Newsbites: The first-century Jewish zealot edition!

Newsbites: The first-century Jewish zealot edition! 2013-12-17T23:03:42-08:00

Bit of a delayed reaction here, as I was under the weather when these two news items surfaced last week.

First, The Bible producers Mark Burnett and Roma Downey are producing an adaptation of The Dovekeepers, an Alice Hoffman novel that takes place during the siege of Masada, which marked the end of the First Jewish-Roman War in AD 73.

Burnett and Downey are already working on a sequel to The Bible that will mix the history of the early church with secular accounts of the Jewish rebellion against the Romans, etc. But it sounds like The Dovekeepers — which follows the stories of four women who end up at Masada during the siege — will focus more narrowly on the Jewish rebellion.

Interestingly, one of the network executives quoted in the story hypes the mini-series by referring to Burnett and Downey’s “passion for telling biblical stories,” which raises the question of whether the story of Masada is actually a “biblical story”. It concerns first-century Jews, yes, and it is generally believed that much of the New Testament was written sometime after the First Jewish-Roman War — but with the possible exception of the Book of Revelation (and maybe not even that), the events described in the New Testament all take place at least a decade before the siege of Masada, and the war itself is never directly mentioned, except in certain ominous prophecies.

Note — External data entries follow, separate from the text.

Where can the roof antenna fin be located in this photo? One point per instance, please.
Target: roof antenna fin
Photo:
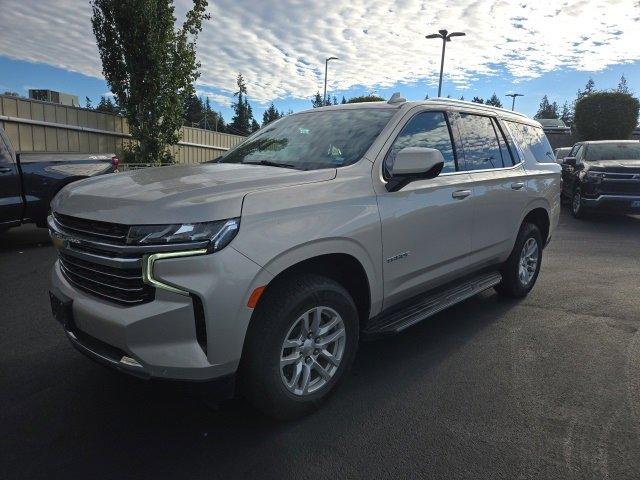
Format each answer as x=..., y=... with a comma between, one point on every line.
x=396, y=98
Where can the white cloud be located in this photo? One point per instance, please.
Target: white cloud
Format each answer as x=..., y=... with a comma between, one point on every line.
x=280, y=45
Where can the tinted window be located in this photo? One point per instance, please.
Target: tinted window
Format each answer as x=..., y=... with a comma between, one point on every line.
x=613, y=151
x=533, y=142
x=428, y=130
x=5, y=152
x=481, y=147
x=507, y=160
x=313, y=140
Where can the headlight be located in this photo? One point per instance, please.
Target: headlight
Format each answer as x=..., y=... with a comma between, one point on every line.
x=594, y=176
x=219, y=234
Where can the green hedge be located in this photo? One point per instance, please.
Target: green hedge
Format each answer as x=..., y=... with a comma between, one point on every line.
x=606, y=116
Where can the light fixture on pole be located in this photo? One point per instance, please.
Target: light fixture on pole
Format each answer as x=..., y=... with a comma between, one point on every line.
x=446, y=37
x=326, y=65
x=514, y=95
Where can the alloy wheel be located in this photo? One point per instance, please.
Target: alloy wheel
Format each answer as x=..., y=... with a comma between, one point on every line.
x=312, y=350
x=528, y=261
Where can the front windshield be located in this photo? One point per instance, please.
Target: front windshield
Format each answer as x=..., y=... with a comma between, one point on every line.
x=613, y=151
x=313, y=140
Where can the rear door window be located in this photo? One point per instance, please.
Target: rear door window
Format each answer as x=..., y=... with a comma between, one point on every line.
x=532, y=142
x=480, y=143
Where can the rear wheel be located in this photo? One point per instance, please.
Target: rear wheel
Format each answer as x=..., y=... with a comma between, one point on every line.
x=300, y=344
x=520, y=271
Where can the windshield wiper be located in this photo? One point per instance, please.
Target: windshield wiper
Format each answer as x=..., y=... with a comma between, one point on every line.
x=269, y=163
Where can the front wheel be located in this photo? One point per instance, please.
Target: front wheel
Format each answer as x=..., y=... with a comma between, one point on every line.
x=577, y=209
x=300, y=344
x=520, y=271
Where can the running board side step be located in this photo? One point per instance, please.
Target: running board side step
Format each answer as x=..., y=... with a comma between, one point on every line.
x=429, y=305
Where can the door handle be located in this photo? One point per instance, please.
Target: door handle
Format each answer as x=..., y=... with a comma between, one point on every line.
x=460, y=194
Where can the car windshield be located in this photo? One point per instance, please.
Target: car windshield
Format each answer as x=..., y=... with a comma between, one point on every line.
x=613, y=151
x=313, y=140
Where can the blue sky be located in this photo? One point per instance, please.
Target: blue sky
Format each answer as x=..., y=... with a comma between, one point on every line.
x=280, y=46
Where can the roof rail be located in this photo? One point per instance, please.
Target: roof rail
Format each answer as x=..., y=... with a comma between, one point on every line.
x=465, y=103
x=396, y=98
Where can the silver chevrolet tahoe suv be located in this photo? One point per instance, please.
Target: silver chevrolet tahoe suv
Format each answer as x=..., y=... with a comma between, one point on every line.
x=262, y=270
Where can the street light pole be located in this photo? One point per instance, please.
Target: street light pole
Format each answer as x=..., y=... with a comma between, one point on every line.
x=326, y=65
x=514, y=95
x=446, y=37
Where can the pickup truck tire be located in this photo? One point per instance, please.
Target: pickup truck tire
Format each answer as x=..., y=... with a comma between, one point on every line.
x=290, y=364
x=520, y=271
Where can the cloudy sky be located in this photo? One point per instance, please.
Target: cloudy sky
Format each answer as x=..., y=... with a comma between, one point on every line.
x=532, y=47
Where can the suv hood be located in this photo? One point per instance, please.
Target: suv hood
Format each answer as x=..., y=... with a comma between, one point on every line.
x=614, y=166
x=176, y=194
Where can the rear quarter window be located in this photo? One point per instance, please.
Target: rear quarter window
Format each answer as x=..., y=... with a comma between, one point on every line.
x=532, y=141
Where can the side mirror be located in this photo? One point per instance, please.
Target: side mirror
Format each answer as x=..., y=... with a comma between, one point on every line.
x=415, y=163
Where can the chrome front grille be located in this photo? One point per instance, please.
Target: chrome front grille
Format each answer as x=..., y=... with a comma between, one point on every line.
x=94, y=258
x=91, y=229
x=119, y=285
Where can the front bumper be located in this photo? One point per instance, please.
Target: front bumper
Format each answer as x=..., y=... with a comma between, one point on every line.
x=158, y=339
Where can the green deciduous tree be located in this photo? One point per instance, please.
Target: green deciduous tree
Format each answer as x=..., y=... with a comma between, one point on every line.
x=606, y=116
x=106, y=105
x=149, y=66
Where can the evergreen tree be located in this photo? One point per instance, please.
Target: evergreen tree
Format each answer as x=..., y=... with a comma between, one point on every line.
x=567, y=115
x=241, y=123
x=589, y=88
x=270, y=114
x=317, y=101
x=546, y=109
x=494, y=101
x=622, y=86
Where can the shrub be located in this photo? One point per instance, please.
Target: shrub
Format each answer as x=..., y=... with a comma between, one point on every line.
x=606, y=116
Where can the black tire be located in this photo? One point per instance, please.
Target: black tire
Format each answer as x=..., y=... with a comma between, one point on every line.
x=282, y=305
x=577, y=209
x=511, y=284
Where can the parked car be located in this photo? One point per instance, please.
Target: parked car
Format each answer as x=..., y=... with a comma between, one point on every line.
x=28, y=182
x=263, y=269
x=554, y=125
x=561, y=152
x=603, y=176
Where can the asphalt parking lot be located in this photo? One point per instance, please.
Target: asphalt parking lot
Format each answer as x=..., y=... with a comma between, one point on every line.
x=547, y=387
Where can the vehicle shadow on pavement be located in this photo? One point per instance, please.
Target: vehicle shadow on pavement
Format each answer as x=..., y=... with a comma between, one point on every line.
x=156, y=429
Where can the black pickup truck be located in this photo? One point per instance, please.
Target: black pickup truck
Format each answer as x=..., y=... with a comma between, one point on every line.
x=28, y=182
x=603, y=176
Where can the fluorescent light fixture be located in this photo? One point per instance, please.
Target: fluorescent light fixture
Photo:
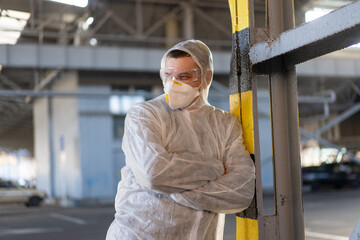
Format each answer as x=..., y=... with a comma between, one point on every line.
x=89, y=21
x=11, y=24
x=77, y=3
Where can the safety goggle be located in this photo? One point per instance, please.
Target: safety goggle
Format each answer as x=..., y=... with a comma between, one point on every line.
x=186, y=75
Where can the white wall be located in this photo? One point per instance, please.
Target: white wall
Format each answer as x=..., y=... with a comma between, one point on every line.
x=41, y=144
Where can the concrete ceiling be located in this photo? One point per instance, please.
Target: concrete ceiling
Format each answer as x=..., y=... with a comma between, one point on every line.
x=145, y=23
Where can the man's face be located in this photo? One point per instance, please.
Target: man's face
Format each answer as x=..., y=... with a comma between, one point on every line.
x=183, y=63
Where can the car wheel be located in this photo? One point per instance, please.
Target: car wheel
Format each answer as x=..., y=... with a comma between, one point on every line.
x=33, y=202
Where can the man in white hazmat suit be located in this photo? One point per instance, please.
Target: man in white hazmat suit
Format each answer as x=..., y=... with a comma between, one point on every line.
x=186, y=164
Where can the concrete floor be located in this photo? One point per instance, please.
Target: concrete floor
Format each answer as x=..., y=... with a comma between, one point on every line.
x=329, y=215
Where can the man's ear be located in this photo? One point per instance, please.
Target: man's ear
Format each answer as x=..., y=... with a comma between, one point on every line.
x=208, y=77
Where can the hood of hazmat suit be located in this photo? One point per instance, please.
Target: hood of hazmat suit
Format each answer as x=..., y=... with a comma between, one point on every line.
x=184, y=168
x=202, y=56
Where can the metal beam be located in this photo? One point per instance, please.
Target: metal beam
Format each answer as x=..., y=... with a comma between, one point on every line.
x=324, y=142
x=332, y=32
x=8, y=82
x=212, y=21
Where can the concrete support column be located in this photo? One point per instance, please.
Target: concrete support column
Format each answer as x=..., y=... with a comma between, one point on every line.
x=172, y=31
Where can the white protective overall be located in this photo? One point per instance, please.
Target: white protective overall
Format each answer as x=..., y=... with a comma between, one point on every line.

In any case, the plan right now is to turn The Dovekeepers into a four-hour mini-series and air it on CBS in 2015. The Bible sequel is being developed for NBC and, as of today, is currently set for the spring of 2015.

The story of Masada has been dramatized a few times before, most notably in a 1981 mini-series that starred the late, great Peter O’Toole as the Roman general in charge of the siege and Peter Strauss as the leader of the Jewish Zealots.

Second, Lionsgate announced that they have acquired the film rights to Zealot: The Life and Times of Jesus of Nazareth, the Reza Aslan book which posits that Jesus was basically just another political revolutionary, and not the cheek-turning pacifist who claimed some sort of divine status, as the New Testament describes him.

Aslan achieved a bit of notoriety a few months ago when a Fox News journalist asked some ignorant questions about him and his book — the journalist was apparently unaware that Jesus is considered a prophet within Islam and that Aslan’s book deviates from Muslim beliefs about Jesus just as surely as it deviates from Christian beliefs — and Aslan, a creative-writing professor with a doctorate in the sociology of religion, responded by puffing up his own credentials as an historian.

No screenwriters or directors are currently attached to Zealot.